Projeto de Lei Ordinária nº ______/2021
DATA: 05/05/2021
Autoria: MAYCON ANDRÉ RUELA
PROJETO DE LEI ORDINÁRIA nº _____/2021.
SÚMULA: Autoriza a criação da “Feira Livre de
Corbélia” e dá outras providências.
O Vereador que adiante subscreve no uso de suas atribuições conferidas por
Lei vêm apresentar para a apreciação do Plenário da Câmara de Municipal de Corbélia, o
seguinte PROJETO DE LEI ORDINÁRIA Nº _____/2021.
Faço saber que a Câmara Municipal de Corbélia, Estado do Paraná, aprovou
o Projeto de Lei Ordinária nº _____/2021 e eu, Prefeito Municipal sanciono a seguinte Lei
Ordinária:
Art. 1º. Denomina-se "Feira Livre de Corbélia", os locais, previamente
autorizados, em área pública e devidamente delimitados pelo Poder Público Municipal,
onde são colocados em exposição, para venda no varejo, gêneros de primeira necessidade.
Art. 2º. Destina-se, principalmente, ao abastecimento doméstico de produtos
hortifrutigranjeiros, propiciando a venda direta do feirante ao consumidor.

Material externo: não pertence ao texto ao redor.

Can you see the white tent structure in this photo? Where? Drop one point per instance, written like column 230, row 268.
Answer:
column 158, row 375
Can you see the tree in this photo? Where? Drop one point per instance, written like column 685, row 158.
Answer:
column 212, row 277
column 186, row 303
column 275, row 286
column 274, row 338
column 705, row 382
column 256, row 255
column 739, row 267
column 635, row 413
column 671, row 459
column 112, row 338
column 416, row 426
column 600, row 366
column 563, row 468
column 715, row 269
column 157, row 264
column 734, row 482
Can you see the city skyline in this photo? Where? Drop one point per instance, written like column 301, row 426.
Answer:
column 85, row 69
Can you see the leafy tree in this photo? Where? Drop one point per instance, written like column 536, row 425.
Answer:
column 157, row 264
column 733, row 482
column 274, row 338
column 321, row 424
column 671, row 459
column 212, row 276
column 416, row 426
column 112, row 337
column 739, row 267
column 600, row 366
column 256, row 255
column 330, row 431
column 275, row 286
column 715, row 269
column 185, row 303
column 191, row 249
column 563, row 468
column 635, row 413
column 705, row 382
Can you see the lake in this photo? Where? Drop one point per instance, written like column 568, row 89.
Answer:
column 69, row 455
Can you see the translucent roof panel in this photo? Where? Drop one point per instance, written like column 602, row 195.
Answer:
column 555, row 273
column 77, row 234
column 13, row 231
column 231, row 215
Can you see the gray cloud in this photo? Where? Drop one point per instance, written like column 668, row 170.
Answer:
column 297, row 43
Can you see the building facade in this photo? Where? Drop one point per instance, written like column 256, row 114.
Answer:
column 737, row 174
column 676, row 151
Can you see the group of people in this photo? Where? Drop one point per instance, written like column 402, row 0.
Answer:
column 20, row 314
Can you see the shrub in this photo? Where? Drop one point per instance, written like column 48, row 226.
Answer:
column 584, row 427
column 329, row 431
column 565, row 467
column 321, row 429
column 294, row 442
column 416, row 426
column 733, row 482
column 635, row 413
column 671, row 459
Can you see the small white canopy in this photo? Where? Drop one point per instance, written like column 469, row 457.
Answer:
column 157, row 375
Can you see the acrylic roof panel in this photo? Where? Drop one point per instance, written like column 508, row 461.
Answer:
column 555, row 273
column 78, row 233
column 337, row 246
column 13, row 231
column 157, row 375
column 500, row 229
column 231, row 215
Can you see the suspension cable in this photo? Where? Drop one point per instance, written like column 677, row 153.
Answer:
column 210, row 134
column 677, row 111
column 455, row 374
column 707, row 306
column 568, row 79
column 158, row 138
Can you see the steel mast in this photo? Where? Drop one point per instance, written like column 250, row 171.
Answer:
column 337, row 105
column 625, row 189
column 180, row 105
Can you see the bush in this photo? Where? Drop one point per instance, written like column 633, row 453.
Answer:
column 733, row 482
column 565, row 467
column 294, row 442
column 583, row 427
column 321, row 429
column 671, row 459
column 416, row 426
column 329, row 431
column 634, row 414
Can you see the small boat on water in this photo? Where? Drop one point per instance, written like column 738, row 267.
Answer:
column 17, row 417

Parágrafo único. Poderão comercializar na Feira Livre de Corbélia,
comerciantes, não comerciantes, entidades beneficentes e produtores da agricultura familiar.
Art. 3º. As Feiras Livres somente funcionarão nos dias, horários e lugares
previamente determinados pelo Poder Executivo, que observará na elaboração da escala, a
densidade demográfica das imediações.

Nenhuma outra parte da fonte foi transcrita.